A Reason to Be Really Offended

Our message is not you can do it.

It’s not you’re good enough, smart enough, and people like you.

What we preach is that you are a glorious creature gone tragically bad, that you have rebelled against the God who made you, but that he did the most difficult thing imaginable to win you back and lavish you with his eternal goodness.

It is wondrously good news. But unavoidable is the offense, that insulting supposition, that bad news that sets up the good. Did you catch it? You’ve gone tragically bad. You’re a foolhardy rebel against the most powerful person in the universe. There’s nothing you can do to save yourself, earn God’s favor, or get yourself out of the cosmic pit you’re in — the pit you dug and can’t climb out of.

The offense is that the magnitude of God’s solution — the slaughter of his own Son — shows the magnitude of our wickedness and frailty and utter inability. Yes, the gospel says you’re more loved than you ever could have dreamed, but as Jack Miller and Tim Keller have noted, at the same time it says you’re more sinful than you ever imagined. And that’s repugnant to the natural palate.

If you’ve never tasted the cross as offensive, you’ve missed something essential.

Why the Cross Offends

Talking about the cross as an “offense” comes from Galatians 5:11: “If I, brothers, still preach circumcision, why am I still being persecuted? In that case the offense of the cross has been removed.” Why it is that the cross would be seen as an offense? What’s offensive about the crucifixion?

The cross declares how dire is our condition apart from Jesus. It announces how deep the sin goes, how profound the rebellion is, how impossible is our plight apart from Help from the outside. There’s nothing we can do, no effort we can exert, no law we can follow.

The message of Christ crucified says you’re an absolute failure in relation to what’s most important. The horror of killing the Son of God points to the horror of our condition. The badness of Good Friday is a tribute to the badness in us.

The cross embodies some of the most offensive things possible you could say about someone in relation to God and eternity. This gruesome death Jesus died, you earned it. The hell Jesus endured, you deserved it, forever. The shame he underwent, the scorn, the disrespect, the hurt — all these are as suitable to us sinners as they’re unsuitable to the sinless one.

God’s Offensive Plan

And it’s not that it just turned out this way, but God planned it. He designed the offense. Seven hundred years before Jesus, the prophet Isaiah called it — he will be “a stone of stumbling and a rock of offense” (Isaiah 8:14). And such he was, and continues to be. Both Peter and Paul pick up on the theme (Romans 9:32–33; 1 Peter 2:7–8).

Jesus himself, in John 6, challenges his disciples with the offense. “No one can come to me unless the Father who sent me draws him” (John 6:44). You can’t do it. You’re not good enough or smart enough.
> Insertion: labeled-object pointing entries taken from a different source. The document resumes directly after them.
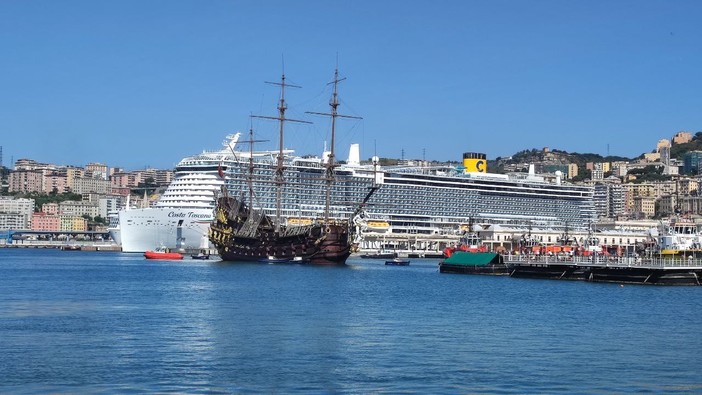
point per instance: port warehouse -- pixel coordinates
(53, 236)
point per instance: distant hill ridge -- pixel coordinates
(556, 156)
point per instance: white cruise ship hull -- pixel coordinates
(150, 228)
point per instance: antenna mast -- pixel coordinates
(330, 165)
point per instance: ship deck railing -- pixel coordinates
(647, 262)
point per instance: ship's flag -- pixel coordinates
(219, 170)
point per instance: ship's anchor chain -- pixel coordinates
(320, 240)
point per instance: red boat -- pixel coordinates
(163, 253)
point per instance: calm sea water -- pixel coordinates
(82, 322)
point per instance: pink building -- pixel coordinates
(55, 182)
(50, 208)
(44, 221)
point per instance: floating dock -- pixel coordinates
(474, 263)
(624, 270)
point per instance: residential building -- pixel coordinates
(682, 137)
(691, 162)
(16, 213)
(45, 222)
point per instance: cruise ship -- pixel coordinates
(408, 200)
(417, 200)
(180, 218)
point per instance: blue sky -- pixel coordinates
(144, 83)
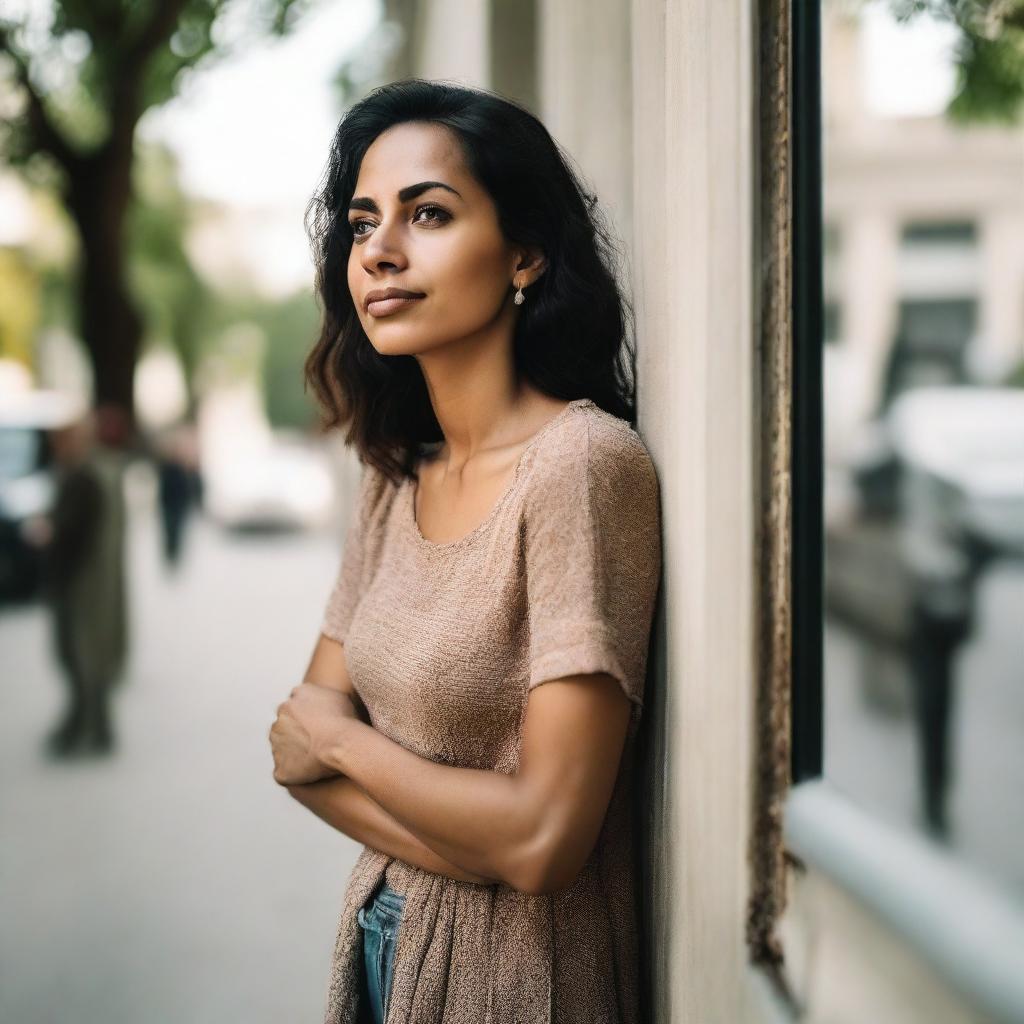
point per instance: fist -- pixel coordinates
(307, 723)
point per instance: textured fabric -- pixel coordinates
(443, 643)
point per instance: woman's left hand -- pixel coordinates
(307, 724)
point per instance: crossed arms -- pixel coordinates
(531, 830)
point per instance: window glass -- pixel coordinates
(924, 431)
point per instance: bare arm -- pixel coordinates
(532, 830)
(344, 806)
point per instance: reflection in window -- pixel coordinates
(924, 407)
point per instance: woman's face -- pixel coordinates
(439, 241)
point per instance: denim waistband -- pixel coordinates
(390, 898)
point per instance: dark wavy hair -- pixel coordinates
(572, 336)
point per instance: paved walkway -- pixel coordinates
(174, 883)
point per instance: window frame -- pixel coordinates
(946, 910)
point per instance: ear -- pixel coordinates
(528, 264)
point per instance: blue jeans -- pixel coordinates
(380, 920)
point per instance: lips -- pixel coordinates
(383, 302)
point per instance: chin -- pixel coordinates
(406, 341)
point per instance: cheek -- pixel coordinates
(468, 273)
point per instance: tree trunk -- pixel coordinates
(111, 326)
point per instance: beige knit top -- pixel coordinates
(443, 642)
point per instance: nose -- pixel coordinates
(383, 251)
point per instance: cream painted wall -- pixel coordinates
(586, 96)
(693, 217)
(453, 42)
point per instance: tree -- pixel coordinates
(989, 54)
(84, 72)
And perhaps most offensive of all: You are lifeless. “Unless you eat the flesh of the Son of Man and drink his blood, you have no life in you” (John 6:53).

The offense is not mainly his mention of eating flesh and drinking blood, but the accusation of deep depravity and spiritual inability. As the crowds retreat at his forthrightness, Jesus asks his disciples, “Do you take offense at this?” (John 6:61). More unnerving than taking his plainly figurative language in a literal sense is hearing that you are powerless and lifeless where it matters most. This is as offensive as it gets.

Remember the Right Offense

Typically we get antsy about speaking the gospel to someone who doesn’t already believe. Some of our fear, of course, is unwarranted. But some of it is for good reason. In communicating the gospel, one of the essential things we must at least imply, if not make explicit, is the most offensive truth possible: you are powerless precisely where it matters most. You are dead to what truly is life.

Don’t take it too far. We don’t gloat in giving offense. We labor to remove every possible barrier. May the offense not be our personality or carelessness or quirkiness or arrogance. Like Paul, let’s “endure anything rather than put an obstacle in the way of the gospel of Christ” (1 Corinthians 9:12; 2 Corinthians 6:3). Let’s strain to “become all things to all people, that by all means [we] might save some” (1 Corinthians 9:22). Let’s do everything in our power to “give no offense to Jews or to Greeks or to the church of God” (1 Corinthians 10:32).

But this one offense — the offense of the cross — we cannot remove. We dare not.